Si nos lois interdisent à tous les pouvoirs la faculté de commuer la peine d’un condamné, comment peut-on ne pas craindre de se mettre au-dessus d’elles, en tolérant un délit qui porte manifestement un caractère si sérieux ? N’est-ce pas commander l’insurrection, encourager les factieux, quand les lois restent muettes sur des conjurés toujours armés d’un poignard pour assassiner la liberté et ses défenseurs ?…

Des individus condamnés par la commission militaire, ont été mis en liberté par ordre du gouvernement, contrairement à toutes les formes judiciaires. En instituant une commission de révision, le sénat a voulu détruire les funestes effets de l’arbitraire et donner aux accusés toute la lattitude possible pour faire triompher l’innocence, quand les lois sont violées dans la personne d’un prévenu ; mais les assassins, aussi bien que les conspirateurs, bravent les lois, et l’impunité enhardit aux crimes !…

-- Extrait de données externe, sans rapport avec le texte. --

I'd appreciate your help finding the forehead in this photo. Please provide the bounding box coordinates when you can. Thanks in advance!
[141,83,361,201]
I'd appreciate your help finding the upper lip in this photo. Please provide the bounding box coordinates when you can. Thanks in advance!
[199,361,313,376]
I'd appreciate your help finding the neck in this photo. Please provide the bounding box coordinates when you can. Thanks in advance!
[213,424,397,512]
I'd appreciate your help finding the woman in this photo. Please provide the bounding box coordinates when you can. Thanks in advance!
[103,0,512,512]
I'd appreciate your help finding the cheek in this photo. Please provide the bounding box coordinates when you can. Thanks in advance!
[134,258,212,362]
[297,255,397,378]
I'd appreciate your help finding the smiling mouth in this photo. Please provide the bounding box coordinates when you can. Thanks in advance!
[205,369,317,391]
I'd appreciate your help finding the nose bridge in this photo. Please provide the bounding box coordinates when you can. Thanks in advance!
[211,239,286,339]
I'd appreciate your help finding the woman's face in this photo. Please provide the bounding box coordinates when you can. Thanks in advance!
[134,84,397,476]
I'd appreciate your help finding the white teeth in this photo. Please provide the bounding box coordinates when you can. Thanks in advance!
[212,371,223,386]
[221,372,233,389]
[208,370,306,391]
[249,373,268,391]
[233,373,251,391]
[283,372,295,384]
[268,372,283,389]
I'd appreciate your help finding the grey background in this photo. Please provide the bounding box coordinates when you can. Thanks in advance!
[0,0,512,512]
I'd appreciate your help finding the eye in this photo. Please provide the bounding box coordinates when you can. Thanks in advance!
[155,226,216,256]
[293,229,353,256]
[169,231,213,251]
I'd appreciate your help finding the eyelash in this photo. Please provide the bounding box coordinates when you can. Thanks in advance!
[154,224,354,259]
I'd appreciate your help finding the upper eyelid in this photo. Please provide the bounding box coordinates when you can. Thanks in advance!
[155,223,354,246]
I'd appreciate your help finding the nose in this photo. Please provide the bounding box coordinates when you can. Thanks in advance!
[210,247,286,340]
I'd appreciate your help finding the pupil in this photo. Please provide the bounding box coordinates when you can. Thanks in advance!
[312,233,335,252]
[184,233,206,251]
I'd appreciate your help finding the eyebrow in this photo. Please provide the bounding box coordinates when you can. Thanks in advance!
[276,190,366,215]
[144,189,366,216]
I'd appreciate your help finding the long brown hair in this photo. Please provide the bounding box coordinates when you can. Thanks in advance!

Cependant, le sénat conçoit qu’il a existé une circonstance où le gouvernement a dû se trouver embarrassé sur le choix des moyens à employer pour gouverner l’État, environné de factieux, attaqué sourdement par des ambitieux qui voulaient tout pervertir en égarant l’opinion ; mais ces temps sont passés ; les antagonistes de la constitution ont disparu, et le gouvernement suit néanmoins toujours les mêmes erremens. Ce système, nous avons lieu de le croire, va changer : la sûreté des personnes et celle de la République l’exigent. L’anarchie sera toujours le désespoir des vrais patriotes, de tous les gens de bien ; ce point est déjà décidé, — que les gouvernemens sont responsables des fautes de la nation. Le peuple d’Haïti est libre ; ses droits sont garantis par une constitution pour laquelle il combat ; mais il n’est point affranchi du joug des lois.

Triomphant toujours des idées oiseuses, les membres du sénat, en dédaignant les sarcasmes, les misérables ridicules qu’on leur a malignement prêtés, et, sans être de sages sénateurs, [1] ont, depuis longtemps, fait le sacrifice de tout ce qui leur était personnel, pour ne songer qu’au bonheur commun ; et leur patriotisme, ils osent le croire, forcera l’ingratitude même à être reconnaissante ; et quelle que soit la destinée que le sort leur prépare, ils ne feront pas moins

  1. Allusion à la plaisanterie de Pétion à ce sujet, citée dans une note précédente.